(68b) Improving the Efficiency of Virial-Coefficient Calculations: a Hybrid Approach Employing Integral-Equation Theories and Mayer-Sampling Monte Carlo

Mayer-sampling Monte Carlo (MSMC) has enabled calculation of high-order virial coefficients for a variety of potential models, including coefficients up to B₆ for several water models and B₈ for the Lennard-Jones (LJ) potential. A particularly appealing application of such results is the estimation of the critical point from the virial equation of state (VEOS), but virial coefficients of even higher order are required to apply the VEOS at densities approaching the critical density. Calculation of these higher-order coefficients remains impractical with the current method.

We present two improved virial-coefficient calculation methods appropriate for spherically symmetric potentials. In the first method, approximations to the virial coefficients, as defined by an integral-equation theory (IET), are computed quickly via a deterministic algorithm. Only the corrections to these approximations are computed by MSMC. For the LJ potential, we demonstrate that this hybrid approach is faster than MSMC alone for computing fourth and fifth virial coefficients.

However, the quality of the approximate virial coefficients diminishes with increasing order. In the deterministic method, an approximate virial coefficient is computed from an approximate density-expansion coefficient of the direct correlation function. In accordance with the IET, this approximate coefficient of the direct correlation function is computed from approximate coefficients of lower-order, such that the approximations compound. As the order increases, so does the magnitude of the required correction relative to that of the full virial coefficient, reducing the benefit of computing only the correction by MSMC.

We present another hybrid approach which can prevent the rapid deterioration of the quality of the approximations, and thus prove more useful for calculation of higher-order virial coefficients. In this second hybrid method, MSMC is used to correct the coefficient of the direct correlation function prior to computing the corresponding virial coefficient and to approximating a higher-order coefficient of the direct correlation function via the IET.

Extension of this hybrid method to more complicated potential models of practical interest is especially desirable as pure MSMC calculations for such models require considerably more time than those for the LJ potential.

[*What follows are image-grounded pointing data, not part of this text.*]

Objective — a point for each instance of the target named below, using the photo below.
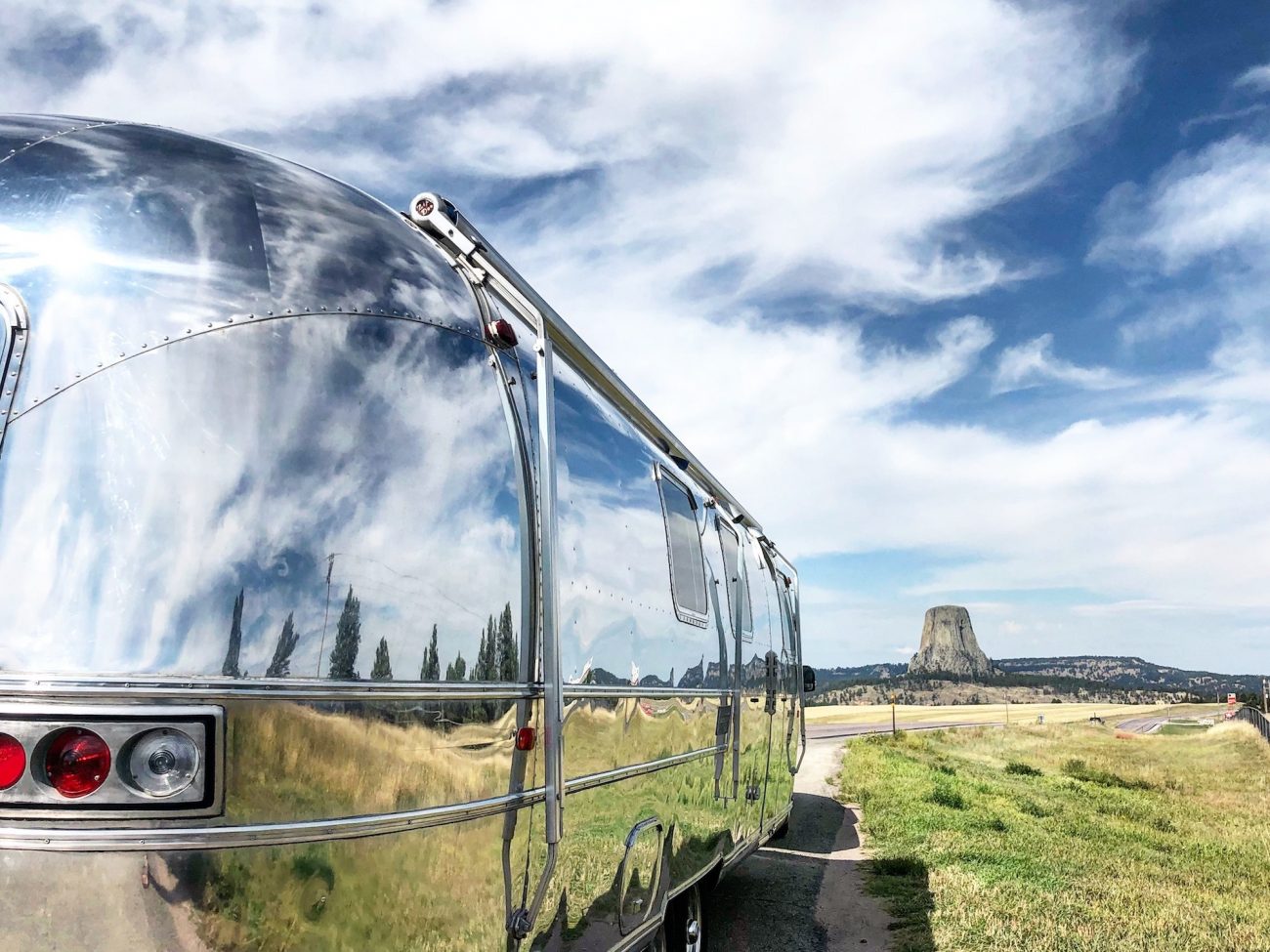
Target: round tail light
(163, 762)
(13, 761)
(77, 762)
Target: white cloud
(1033, 363)
(1213, 204)
(1256, 77)
(837, 146)
(841, 148)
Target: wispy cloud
(1214, 202)
(1256, 77)
(1036, 363)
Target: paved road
(828, 731)
(1142, 724)
(803, 893)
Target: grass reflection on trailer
(360, 604)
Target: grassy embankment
(977, 714)
(1063, 838)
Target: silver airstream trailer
(351, 601)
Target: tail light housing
(118, 761)
(13, 761)
(76, 762)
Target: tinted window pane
(687, 571)
(738, 585)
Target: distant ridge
(1101, 677)
(1129, 672)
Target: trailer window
(684, 544)
(738, 582)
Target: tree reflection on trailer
(466, 648)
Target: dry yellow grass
(978, 714)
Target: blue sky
(968, 301)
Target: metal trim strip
(140, 688)
(98, 839)
(589, 781)
(241, 320)
(274, 834)
(67, 131)
(579, 692)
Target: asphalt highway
(836, 731)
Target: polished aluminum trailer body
(483, 656)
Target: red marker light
(500, 333)
(77, 762)
(13, 761)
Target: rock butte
(949, 645)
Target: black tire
(685, 927)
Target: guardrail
(1256, 719)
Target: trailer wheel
(685, 926)
(783, 830)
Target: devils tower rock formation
(949, 645)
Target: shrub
(898, 866)
(944, 795)
(1033, 808)
(1080, 770)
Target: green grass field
(1063, 838)
(978, 714)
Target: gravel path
(803, 893)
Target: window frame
(685, 613)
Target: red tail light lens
(77, 762)
(13, 761)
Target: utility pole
(321, 647)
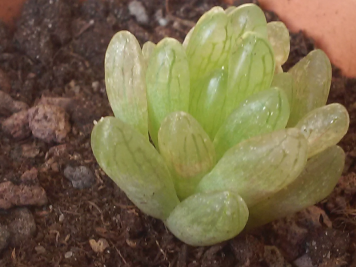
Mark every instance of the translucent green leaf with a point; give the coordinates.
(278, 36)
(187, 38)
(278, 69)
(209, 43)
(251, 69)
(147, 50)
(261, 113)
(208, 218)
(285, 82)
(229, 9)
(135, 166)
(247, 18)
(168, 86)
(324, 127)
(207, 101)
(125, 80)
(260, 166)
(312, 77)
(187, 150)
(315, 183)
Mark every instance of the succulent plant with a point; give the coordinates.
(235, 141)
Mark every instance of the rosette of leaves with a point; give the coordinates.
(236, 141)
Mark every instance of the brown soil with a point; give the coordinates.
(52, 67)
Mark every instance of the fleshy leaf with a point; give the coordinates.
(187, 38)
(251, 69)
(135, 166)
(207, 101)
(187, 150)
(208, 218)
(285, 82)
(209, 43)
(312, 77)
(229, 9)
(147, 50)
(168, 86)
(264, 112)
(260, 166)
(324, 127)
(314, 184)
(125, 81)
(278, 36)
(247, 18)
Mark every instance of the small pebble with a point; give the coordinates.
(81, 177)
(61, 218)
(49, 123)
(40, 249)
(4, 237)
(68, 254)
(17, 125)
(22, 226)
(100, 246)
(137, 10)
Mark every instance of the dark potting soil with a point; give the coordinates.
(58, 208)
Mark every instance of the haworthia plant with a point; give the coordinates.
(312, 79)
(246, 18)
(235, 138)
(208, 100)
(261, 113)
(278, 36)
(208, 218)
(147, 51)
(125, 80)
(324, 127)
(314, 184)
(259, 166)
(168, 85)
(251, 69)
(208, 44)
(135, 166)
(285, 82)
(187, 150)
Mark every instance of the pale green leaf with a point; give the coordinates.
(229, 9)
(324, 127)
(314, 184)
(168, 84)
(312, 77)
(205, 219)
(135, 166)
(209, 43)
(278, 36)
(264, 112)
(187, 150)
(187, 38)
(147, 51)
(246, 18)
(251, 69)
(260, 166)
(125, 80)
(207, 100)
(285, 82)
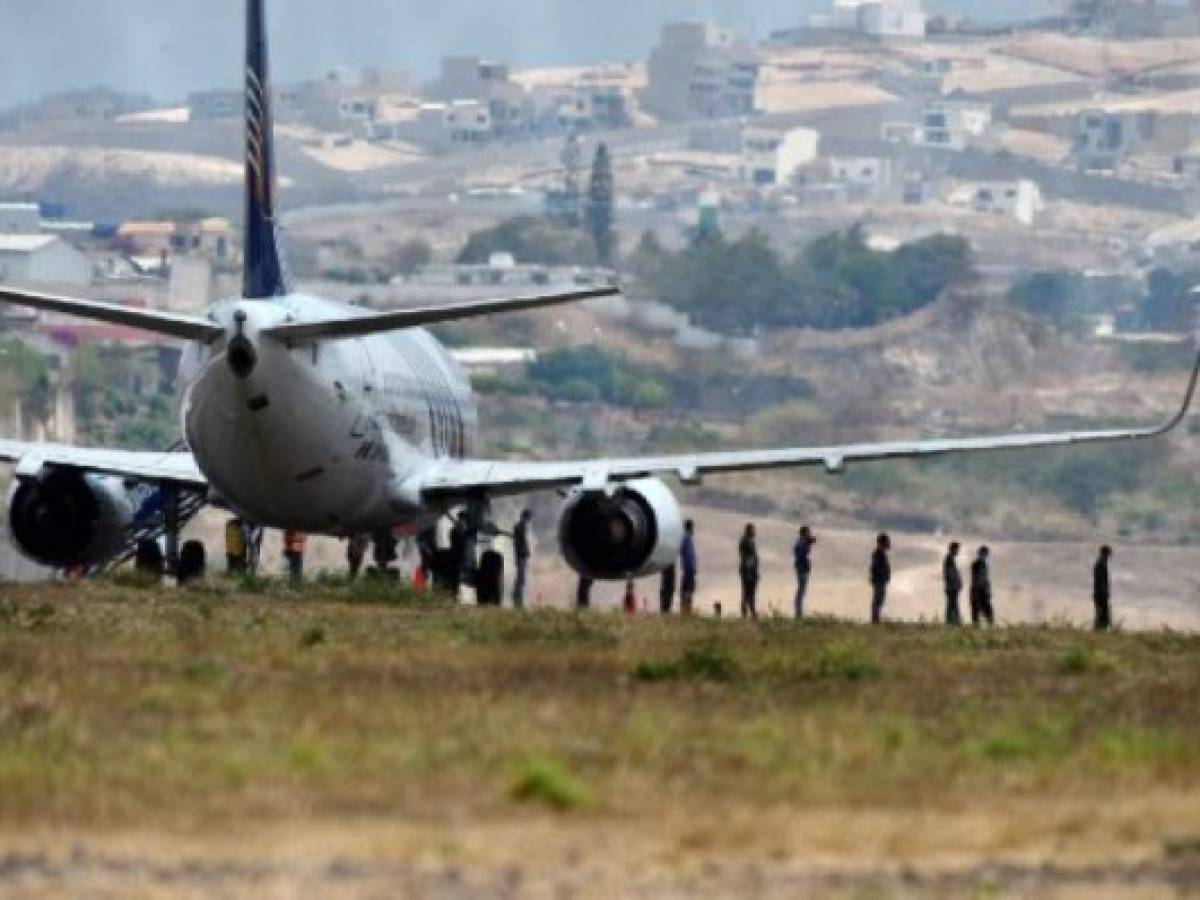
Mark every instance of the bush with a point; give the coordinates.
(532, 240)
(1080, 659)
(543, 779)
(849, 661)
(835, 282)
(706, 661)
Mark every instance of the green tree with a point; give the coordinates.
(600, 207)
(1169, 305)
(529, 239)
(1057, 295)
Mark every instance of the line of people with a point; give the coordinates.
(243, 545)
(880, 579)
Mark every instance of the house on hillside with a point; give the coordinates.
(773, 156)
(700, 71)
(21, 219)
(42, 258)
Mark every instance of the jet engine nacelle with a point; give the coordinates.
(66, 519)
(635, 532)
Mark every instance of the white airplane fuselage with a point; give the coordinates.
(327, 436)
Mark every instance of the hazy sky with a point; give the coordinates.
(169, 47)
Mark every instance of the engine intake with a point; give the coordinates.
(636, 532)
(67, 519)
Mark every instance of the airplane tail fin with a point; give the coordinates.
(264, 273)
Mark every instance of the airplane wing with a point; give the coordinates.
(187, 328)
(178, 468)
(397, 319)
(460, 479)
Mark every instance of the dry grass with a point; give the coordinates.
(123, 706)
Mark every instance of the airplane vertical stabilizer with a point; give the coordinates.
(264, 273)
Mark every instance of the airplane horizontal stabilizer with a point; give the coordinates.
(399, 319)
(161, 323)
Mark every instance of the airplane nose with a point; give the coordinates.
(241, 355)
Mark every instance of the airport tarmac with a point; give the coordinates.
(1155, 586)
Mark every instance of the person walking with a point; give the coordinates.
(688, 567)
(456, 561)
(803, 559)
(521, 552)
(748, 569)
(880, 577)
(666, 589)
(952, 581)
(1102, 589)
(583, 593)
(981, 589)
(355, 553)
(293, 552)
(237, 547)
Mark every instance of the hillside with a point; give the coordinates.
(223, 742)
(969, 365)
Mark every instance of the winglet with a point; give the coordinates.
(264, 273)
(1188, 400)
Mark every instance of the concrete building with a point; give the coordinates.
(700, 71)
(1020, 199)
(471, 78)
(43, 258)
(864, 175)
(954, 124)
(1105, 139)
(886, 19)
(773, 156)
(21, 219)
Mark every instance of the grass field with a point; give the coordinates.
(336, 724)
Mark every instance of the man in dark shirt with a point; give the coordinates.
(748, 570)
(583, 593)
(689, 568)
(881, 576)
(803, 559)
(981, 589)
(1102, 591)
(952, 580)
(521, 553)
(666, 591)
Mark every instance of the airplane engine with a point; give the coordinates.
(636, 532)
(69, 519)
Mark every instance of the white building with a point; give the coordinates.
(1020, 199)
(867, 173)
(954, 124)
(773, 156)
(876, 18)
(43, 258)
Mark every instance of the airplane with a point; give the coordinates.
(306, 414)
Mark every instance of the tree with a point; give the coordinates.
(600, 207)
(1169, 305)
(529, 240)
(1057, 295)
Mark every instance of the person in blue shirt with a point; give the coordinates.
(803, 556)
(688, 568)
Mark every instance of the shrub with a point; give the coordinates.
(706, 661)
(1080, 659)
(849, 661)
(312, 636)
(543, 779)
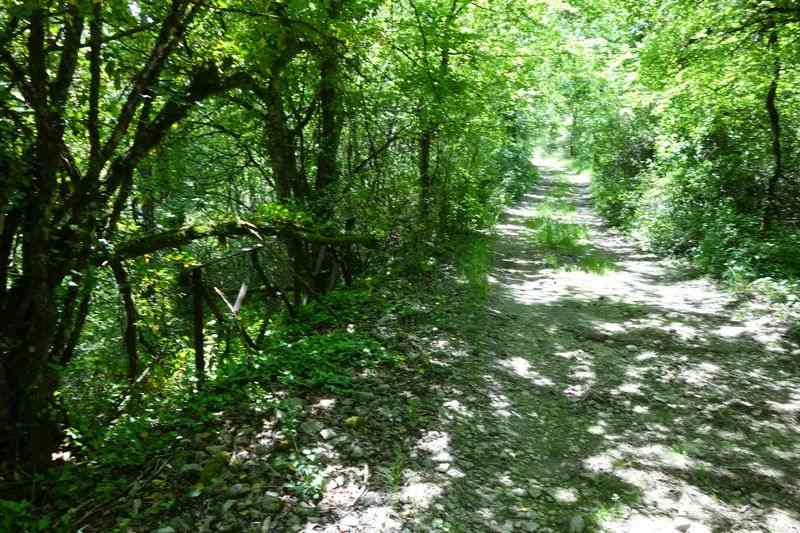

Water, for example, is often described with a multisite potential, in which interactions between sites on different molecules are spherically symmetric but the composite molecular interactions are not. Generalized integral-equation theories have been developed to compute approximate correlation functions for such potentials. We describe how we can employ these theories to generalize the hybrid method for virial-coefficient calculation.